Filling gaps with refineGEMs

Warning

Will be deprecated from version 2.0.0 onwards.
New options for gap filling can be found under refinegems.classes.gapfill.

There are two possibilities to use refineGEMs to fill gaps.

Manual gap filling

Automated gap filling

The gapfill module was created to enable an automatic way of filling gaps in a model via genes.

Warning

Current restrictions:
  • Only bacteria supported as missing reactions are filtered by compartments (‘c’, ‘e’, ‘p’).

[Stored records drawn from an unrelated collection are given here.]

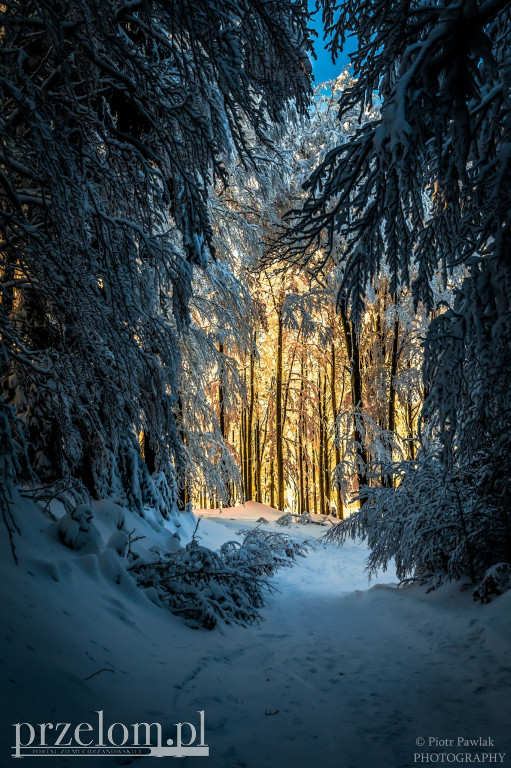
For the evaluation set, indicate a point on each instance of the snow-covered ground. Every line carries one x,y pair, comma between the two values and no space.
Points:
340,674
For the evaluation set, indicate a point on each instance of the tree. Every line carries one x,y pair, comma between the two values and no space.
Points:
117,118
426,182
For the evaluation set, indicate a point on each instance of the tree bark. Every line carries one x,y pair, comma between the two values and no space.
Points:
278,414
337,452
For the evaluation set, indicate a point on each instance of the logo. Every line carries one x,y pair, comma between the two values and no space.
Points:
142,739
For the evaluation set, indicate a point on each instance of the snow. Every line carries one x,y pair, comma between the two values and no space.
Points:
339,674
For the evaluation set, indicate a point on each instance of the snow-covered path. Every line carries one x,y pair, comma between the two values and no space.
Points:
337,675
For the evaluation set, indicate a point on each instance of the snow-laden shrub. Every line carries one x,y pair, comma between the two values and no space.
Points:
496,581
264,551
77,530
303,519
432,524
204,586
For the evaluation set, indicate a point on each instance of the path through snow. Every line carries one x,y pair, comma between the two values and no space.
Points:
337,675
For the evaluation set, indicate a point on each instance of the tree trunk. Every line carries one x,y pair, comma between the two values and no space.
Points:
250,421
337,452
278,412
326,453
392,389
356,388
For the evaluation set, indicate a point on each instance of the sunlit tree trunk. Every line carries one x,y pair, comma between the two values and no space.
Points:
392,386
250,422
352,346
278,412
326,452
337,452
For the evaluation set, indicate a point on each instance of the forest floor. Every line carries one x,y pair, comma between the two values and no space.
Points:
339,674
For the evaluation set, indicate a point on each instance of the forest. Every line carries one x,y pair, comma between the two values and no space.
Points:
224,282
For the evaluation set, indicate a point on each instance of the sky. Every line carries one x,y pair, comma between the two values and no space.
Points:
323,68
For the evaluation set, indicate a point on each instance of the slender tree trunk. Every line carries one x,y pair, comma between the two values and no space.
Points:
148,453
392,388
301,502
337,452
250,422
326,453
314,486
257,441
221,395
321,460
356,388
279,416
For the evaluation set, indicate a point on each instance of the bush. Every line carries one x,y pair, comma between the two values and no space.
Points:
434,524
204,586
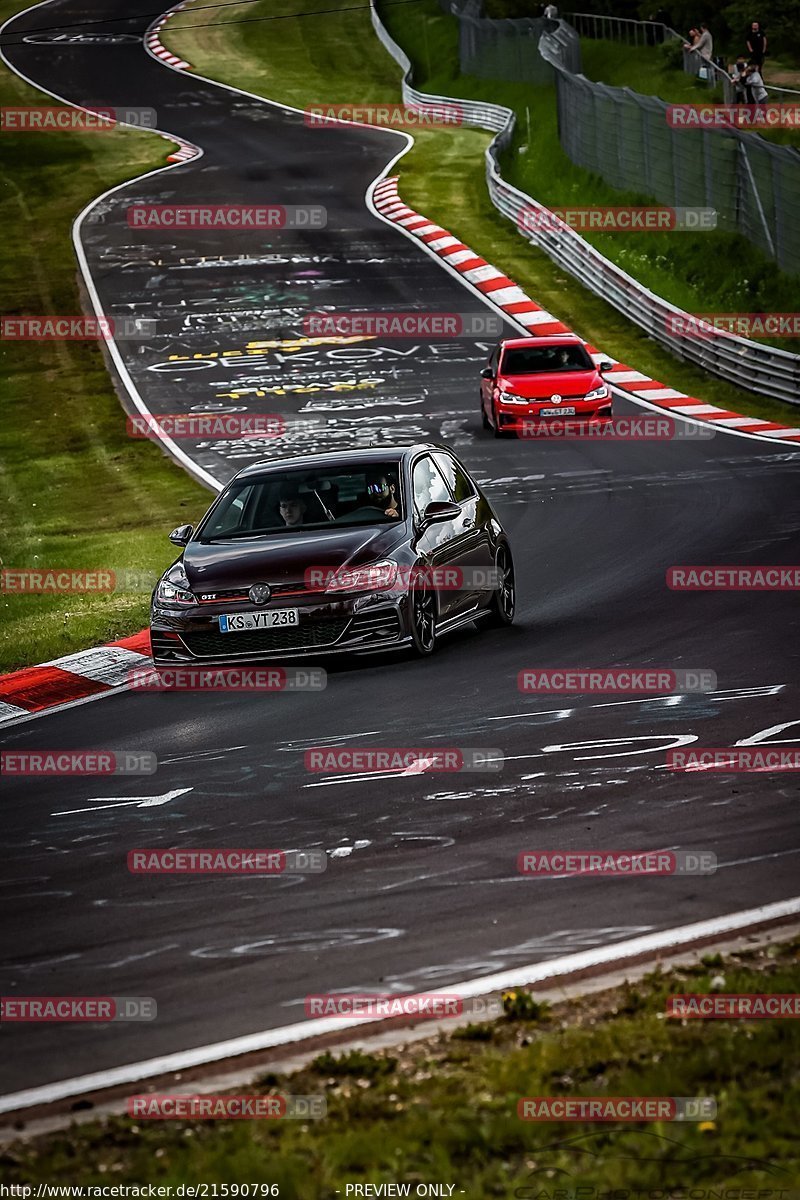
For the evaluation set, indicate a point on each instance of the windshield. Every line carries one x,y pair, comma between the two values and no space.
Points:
289,501
539,359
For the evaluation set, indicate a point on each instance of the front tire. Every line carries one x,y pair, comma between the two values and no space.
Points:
422,618
504,598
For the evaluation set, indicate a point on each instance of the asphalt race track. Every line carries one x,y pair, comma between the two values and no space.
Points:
421,887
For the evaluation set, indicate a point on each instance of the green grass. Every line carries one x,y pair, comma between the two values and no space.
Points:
648,70
699,273
77,492
335,57
445,1109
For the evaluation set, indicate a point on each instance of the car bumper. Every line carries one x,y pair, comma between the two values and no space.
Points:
529,421
362,624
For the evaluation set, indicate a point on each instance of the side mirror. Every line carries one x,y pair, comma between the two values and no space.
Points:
181,535
440,510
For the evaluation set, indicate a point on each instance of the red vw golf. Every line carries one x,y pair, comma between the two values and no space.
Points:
533,379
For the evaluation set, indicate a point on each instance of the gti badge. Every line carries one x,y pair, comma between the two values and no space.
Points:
260,593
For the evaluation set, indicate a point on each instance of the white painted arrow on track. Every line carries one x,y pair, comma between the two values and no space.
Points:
119,802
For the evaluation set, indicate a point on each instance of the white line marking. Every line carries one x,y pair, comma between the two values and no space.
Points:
120,802
516,977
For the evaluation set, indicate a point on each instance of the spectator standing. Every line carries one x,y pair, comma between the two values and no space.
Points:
739,76
757,45
756,85
704,46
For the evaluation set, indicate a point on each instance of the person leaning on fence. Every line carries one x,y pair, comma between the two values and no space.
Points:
704,46
756,88
739,77
757,45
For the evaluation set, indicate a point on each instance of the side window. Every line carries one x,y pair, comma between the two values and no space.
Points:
459,484
428,485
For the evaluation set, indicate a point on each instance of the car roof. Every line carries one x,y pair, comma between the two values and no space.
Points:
551,340
367,455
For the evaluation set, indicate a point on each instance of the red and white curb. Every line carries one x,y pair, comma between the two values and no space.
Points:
154,45
72,678
185,150
504,293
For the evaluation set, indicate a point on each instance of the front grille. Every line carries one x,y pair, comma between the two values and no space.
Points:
239,595
382,625
307,636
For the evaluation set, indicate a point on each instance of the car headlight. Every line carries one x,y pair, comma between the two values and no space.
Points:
510,397
374,577
173,587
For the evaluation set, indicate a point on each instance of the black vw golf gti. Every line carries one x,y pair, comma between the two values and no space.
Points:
334,553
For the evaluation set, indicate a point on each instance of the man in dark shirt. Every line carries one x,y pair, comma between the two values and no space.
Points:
757,45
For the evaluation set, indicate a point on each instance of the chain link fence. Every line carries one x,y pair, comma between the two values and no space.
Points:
506,48
744,363
753,185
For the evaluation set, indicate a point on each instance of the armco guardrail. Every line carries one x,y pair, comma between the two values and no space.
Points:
744,363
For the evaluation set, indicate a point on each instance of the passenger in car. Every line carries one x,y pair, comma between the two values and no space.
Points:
293,508
382,492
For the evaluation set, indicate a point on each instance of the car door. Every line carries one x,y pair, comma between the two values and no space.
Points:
439,544
487,385
474,553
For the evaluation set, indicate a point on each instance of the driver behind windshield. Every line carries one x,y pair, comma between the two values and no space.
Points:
382,492
293,508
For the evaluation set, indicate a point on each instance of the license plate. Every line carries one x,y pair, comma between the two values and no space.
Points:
236,622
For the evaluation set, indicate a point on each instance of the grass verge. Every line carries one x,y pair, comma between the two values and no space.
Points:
444,1110
335,57
648,70
77,492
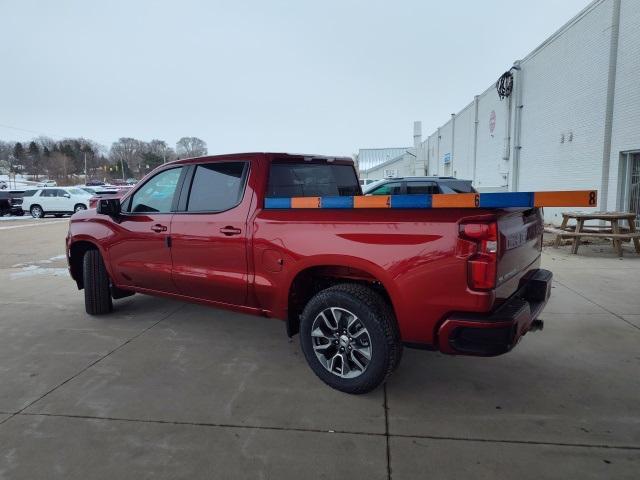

  • Only models where the organisms have entries in KEGG and/or BioCyc can be gap filled.

Run times:
  • ‘KEGG’: ~ 1h 10mins

  • ‘BioCyc’: ~ 10mins

  • ‘KEGG+BioCyc’: ~ 1h 20mins

The module gapfill can be used to:

a. perform gap analysis

b. add genes, metabolites and reactions from an Excel table to a model

c. or perform gap analysis and add the result directly to a model.

Warning

To use the gap analysis and directly add the result to a model, currently, one of the options ‘BioCyc’ or ‘KEGG+BioCyc’ has to be selected. For all other options the usage of gap_analysis combined with gapfill_model will result in an error.

Relevant parameters

To perform the gap analysis the following parameters are relevant for the config.yaml file: (See Data acquisition from BioCyc on how to obtain the files 1 to 3)

gap_analysis: TRUE
    gap_analysis_params:
      db_to_compare: 'One of the choices KEGG|BioCyc|KEGG+BioCyc'
      organismid: 'KEGG Organism ID' # Needs to be specified for KEGG
      gff_file: 'Path to RefSeq GFF file' # Needs to be specified for KEGG
      biocyc_files:
        - 'File 1: Path to gene to reaction mapping table'
        - 'File 2: Path to reaction table'
        - 'File 3: Path to compounds table'
        - 'File 4: Path to protein FASTA file used as input for CarveMe'

To add genes, metabolites and reactions from an Excel table to a model the following parameters need to be set: (The Excel file is either obtained by running gapfill_analysis or created by hand with the same structure as the result file from gapfill_analysis. An example Excel file to fill in by hand can be found in the cloned repository under data/modelName_gapfill_analysis_date_example.xlsx)

gapfill_model: TRUE
    gap_analysis_file: 'Path to Excel file with which gaps in model should be filled'

Data acquisition from BioCyc

  1. If you have no BioCyc account you will need to create one. See BioCyc /> Create Free Account <https://biocyc.org/new-account.shtml> to create an account.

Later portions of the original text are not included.